The DOJ argues that a U.S. search warrant issued to a U.S. cloud provider covers emails no matter where it is stored on the planet. Microsoft is refusing to comply, arguing that a U.S. warrant is only valid in the United States. If the DOJ wants data stored in Ireland, Microsoft contends, it needs to follow established international procedures. The DOJ apparently does not want to jump through those hoops.
If the DOJ prevails, the U.S. government can reach anyone’s emails and documents stored on any cloud provider that the United States can assert jurisdiction over. So as strange as this sounds, a Thai company, using a cloud service provider for its corporate email handling based in Singapore, may find that its emails are divulged to the U.S. government without going through any legal process in Singapore (perhaps in violation of Singapore law) if the cloud provider has a sufficient presence in the United States. If the United States can get away with this, then why not China, the United Kingdom, or any other government that can assert jurisdiction? A decision in favor of the DOJ would change the risk profile for businesses around the world when deciding whether to use the cloud.
The tech community has rallied behind Microsoft and filed dozens of friend of the court briefs, including Apple, Amazon, and the Government of Ireland.

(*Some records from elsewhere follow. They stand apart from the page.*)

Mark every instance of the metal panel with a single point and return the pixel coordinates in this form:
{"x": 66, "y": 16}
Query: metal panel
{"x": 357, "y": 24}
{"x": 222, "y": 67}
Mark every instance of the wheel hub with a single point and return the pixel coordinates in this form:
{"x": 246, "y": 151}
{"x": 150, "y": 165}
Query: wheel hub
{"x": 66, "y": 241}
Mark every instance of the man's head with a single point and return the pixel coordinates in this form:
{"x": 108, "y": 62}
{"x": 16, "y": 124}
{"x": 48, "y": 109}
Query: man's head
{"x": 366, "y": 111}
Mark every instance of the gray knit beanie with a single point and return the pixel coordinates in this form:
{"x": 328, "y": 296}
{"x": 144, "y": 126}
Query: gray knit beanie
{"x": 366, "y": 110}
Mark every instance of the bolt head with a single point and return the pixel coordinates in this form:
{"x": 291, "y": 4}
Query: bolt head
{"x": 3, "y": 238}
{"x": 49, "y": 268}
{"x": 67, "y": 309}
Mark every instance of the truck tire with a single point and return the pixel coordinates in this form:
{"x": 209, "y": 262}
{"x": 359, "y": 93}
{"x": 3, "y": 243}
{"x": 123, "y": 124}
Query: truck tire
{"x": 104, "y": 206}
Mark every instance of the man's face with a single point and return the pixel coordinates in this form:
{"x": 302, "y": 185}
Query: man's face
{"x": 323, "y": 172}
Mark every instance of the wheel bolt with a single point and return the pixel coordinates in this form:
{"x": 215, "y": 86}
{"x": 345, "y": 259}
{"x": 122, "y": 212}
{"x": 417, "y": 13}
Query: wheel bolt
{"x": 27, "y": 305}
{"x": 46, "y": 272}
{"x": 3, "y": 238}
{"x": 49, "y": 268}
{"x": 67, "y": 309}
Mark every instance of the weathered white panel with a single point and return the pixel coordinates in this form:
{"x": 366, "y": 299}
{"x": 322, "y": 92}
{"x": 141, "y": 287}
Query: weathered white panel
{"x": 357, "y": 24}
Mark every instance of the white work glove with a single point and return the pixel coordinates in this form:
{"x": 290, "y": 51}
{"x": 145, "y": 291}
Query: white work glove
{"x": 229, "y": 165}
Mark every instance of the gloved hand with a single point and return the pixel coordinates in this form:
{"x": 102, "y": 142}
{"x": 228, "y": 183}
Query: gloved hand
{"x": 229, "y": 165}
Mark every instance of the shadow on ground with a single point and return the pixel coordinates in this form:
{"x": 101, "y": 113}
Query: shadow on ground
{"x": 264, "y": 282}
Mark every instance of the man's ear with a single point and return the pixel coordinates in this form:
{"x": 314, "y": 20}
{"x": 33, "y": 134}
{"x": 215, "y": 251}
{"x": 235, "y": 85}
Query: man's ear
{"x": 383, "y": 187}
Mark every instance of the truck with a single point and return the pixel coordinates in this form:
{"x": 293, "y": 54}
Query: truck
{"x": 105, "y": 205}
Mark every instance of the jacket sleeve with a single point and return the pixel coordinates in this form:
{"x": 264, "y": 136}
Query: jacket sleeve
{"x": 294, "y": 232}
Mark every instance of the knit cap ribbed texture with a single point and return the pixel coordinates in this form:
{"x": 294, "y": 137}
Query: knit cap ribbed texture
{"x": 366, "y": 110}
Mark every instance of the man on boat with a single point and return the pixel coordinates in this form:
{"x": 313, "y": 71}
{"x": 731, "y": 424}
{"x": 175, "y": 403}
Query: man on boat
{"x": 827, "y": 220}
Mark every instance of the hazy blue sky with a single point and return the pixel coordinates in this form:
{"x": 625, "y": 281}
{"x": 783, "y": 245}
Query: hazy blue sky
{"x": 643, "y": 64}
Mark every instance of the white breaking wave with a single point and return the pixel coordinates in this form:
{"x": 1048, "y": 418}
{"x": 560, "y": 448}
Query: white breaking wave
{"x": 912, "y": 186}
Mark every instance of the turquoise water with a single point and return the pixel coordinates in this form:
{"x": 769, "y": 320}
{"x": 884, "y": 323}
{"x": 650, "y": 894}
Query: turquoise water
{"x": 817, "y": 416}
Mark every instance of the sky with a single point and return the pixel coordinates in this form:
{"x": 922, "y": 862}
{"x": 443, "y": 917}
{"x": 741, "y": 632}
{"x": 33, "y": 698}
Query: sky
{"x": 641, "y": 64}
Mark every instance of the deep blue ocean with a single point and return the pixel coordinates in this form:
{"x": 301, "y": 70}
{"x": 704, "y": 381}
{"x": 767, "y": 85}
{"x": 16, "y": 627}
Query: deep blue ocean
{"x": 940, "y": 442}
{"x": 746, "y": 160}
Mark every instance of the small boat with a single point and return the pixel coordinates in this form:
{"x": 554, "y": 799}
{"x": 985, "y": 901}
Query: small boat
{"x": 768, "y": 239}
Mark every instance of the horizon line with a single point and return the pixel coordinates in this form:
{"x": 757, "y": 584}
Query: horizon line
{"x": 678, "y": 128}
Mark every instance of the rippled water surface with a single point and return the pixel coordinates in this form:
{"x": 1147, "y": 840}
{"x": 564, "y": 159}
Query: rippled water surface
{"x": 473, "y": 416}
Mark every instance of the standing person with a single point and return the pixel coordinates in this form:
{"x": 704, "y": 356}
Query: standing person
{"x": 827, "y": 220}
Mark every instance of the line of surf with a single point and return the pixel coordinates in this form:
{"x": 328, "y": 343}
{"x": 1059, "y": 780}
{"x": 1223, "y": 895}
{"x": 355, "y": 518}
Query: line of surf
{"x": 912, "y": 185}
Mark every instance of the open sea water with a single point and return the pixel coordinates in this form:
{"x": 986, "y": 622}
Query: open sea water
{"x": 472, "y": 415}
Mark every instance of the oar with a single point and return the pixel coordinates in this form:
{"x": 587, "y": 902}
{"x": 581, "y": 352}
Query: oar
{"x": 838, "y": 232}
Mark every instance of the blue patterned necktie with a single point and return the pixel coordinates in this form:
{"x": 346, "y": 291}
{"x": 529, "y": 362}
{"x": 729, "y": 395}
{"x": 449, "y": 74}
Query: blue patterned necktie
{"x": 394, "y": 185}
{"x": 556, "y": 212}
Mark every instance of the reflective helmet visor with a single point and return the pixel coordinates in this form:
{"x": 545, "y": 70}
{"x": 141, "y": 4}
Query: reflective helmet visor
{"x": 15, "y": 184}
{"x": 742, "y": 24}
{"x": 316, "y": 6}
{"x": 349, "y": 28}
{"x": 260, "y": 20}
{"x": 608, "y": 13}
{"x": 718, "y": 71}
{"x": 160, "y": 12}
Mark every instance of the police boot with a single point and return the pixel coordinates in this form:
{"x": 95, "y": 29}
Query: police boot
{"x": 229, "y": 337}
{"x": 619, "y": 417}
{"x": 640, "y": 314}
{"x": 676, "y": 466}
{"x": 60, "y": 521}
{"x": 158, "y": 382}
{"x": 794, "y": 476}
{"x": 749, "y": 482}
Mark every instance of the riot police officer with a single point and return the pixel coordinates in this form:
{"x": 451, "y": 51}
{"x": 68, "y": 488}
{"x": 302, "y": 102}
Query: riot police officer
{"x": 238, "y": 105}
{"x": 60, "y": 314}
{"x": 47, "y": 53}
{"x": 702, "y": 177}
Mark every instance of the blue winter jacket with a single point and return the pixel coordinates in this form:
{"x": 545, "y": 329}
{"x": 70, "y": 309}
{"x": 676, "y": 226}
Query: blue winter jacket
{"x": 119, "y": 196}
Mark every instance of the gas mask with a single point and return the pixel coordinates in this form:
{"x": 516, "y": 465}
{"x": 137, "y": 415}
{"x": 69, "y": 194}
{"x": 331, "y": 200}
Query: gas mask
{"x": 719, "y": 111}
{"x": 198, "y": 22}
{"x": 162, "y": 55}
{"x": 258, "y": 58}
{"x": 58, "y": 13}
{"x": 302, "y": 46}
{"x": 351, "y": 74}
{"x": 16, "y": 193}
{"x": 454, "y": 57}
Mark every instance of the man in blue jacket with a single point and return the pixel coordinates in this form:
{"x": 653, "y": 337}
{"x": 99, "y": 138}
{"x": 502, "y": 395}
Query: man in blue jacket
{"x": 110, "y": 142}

As of this writing, the U.S. Second Circuit Court of Appeal has not issued a decision.
Just as ocean waves interact with each other with some becoming bigger, smaller, or cancelling themselves out, the potential combination of outcomes, in terms of the escalating battle between the U.S. government and Apple and the decision in the Microsoft case, can form a perfect storm in terms of both best and worse outcomes depending on one’s view.
A “perfect” outcome for the DOJ would be for Microsoft to lose and be forced to compel its Irish subsidiary to divulge its customer’s e-mail, and for either Congress to mandate that a “back door” be built into encrypted products or for a court to again order a tech company to write code to compromise its own product (and for that order to be upheld on appeal). This perfect storm scenario for the United States would dramatically affect our expectations of privacy for data in our portable devices and in the cloud. Other governments would take similar actions to compel the disclosure of data on devices and in the cloud of those they choose to investigate.
However, if Apple and Microsoft ultimately prevail in their positions, we would feel more confident that our data is more secure. Business models for tech companies would evolve accordingly, but that outcome would most assuredly tempt Congress and governments around the world to consider specific legislation.
A “win” by Apple or Microsoft, and a “loss” by the other, would have other ramifications. If encrypted data on a phone is safe from government access, but governments can reach data in the cloud regardless of where in the world the data is located, a security-conscious company may well opt to store their sensitive data locally and not on the cloud. Governments may then be tempted to compel cloud backups for portable devices and require cloud-service providers to hold the encryption keys. Other outcomes will result if Microsoft prevails but Apple loses in its battle to keep its products secure from others including government agents.
The waves are still in motion. For legal advisors and business executives, the current situation presents serious challenges in making decisions regarding business and legal risk management. Some government access to our data is a fact of life, but to make conscious decisions we need to understand where the limits are. The only certainty is that the outcomes of these cases will affect our personal and business decisions in how we protect our data for years to come.